“Yes, I can play like an angel but I am unapologetically of the devil's party.” So said the most famous pianist of the 20th century, who could play Chopin with both angelic grace and devilish abandon.
Vladimir Horowitz: a Great Chopinist. Or a middling Chopinist? Or a bad Chopinist. Pick your decade; pick your critic; pick your record label; Vladimir Samoloyvich Horowitz had an abundance of all three. From his early, blazing performances of Rachmaninoff and Tchaikovsky concertos in the 1920s, to his celebrated solo appearances in the 1980s, Horowitz never failed to attract attention – or to play Chopin.
Early in his career, Horowitz was known for his fiery, incandescent performances of Chopin, like his 1945 recording of the Andante Spianato and Grande Polonaise Brillante. But his reputation rested elsewhere.
As Horowitz progressed from celebrated pianist to cultural icon, so too did his connection to Chopin grow.
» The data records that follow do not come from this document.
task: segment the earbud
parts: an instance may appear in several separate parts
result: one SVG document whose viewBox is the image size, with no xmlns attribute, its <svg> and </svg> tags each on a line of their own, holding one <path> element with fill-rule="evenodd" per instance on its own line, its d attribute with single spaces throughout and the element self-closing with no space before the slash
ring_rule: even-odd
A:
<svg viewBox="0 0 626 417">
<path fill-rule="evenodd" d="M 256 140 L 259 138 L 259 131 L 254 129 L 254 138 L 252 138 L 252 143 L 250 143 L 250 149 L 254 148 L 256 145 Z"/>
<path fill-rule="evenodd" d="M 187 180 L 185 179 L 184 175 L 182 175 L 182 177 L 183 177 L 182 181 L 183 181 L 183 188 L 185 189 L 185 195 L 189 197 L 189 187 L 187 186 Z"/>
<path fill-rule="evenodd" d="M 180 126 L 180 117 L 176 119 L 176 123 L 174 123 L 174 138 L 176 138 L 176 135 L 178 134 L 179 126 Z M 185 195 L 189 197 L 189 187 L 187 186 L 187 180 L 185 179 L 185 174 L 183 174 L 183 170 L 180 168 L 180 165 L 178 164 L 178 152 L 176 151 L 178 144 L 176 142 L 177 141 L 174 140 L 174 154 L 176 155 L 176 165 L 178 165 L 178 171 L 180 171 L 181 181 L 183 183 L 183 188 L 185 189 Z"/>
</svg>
A Ballade for a live television broadcast from Carnegie Hall in 1968; a Heroic Polonaise for the White House in 1978:
In 1987, a Mazurka in the Vienna Musikverein…during Horowitz’s final European tour.
And in 1989, just three days before his death at the age of 86, Vladimir Horowitz was still playing in his New York brownstone, and the tape recorders were rolling as he made his final recordings…including a timeless performance of the Nocturne in E-flat, Op. 55, No. 2. As the New York Times observed: “Critics like to describe Horowitz's playing as 'incomparable' — and that is a very well-chosen word. Whether great or misfiring, it was incomparable — like no one else's.”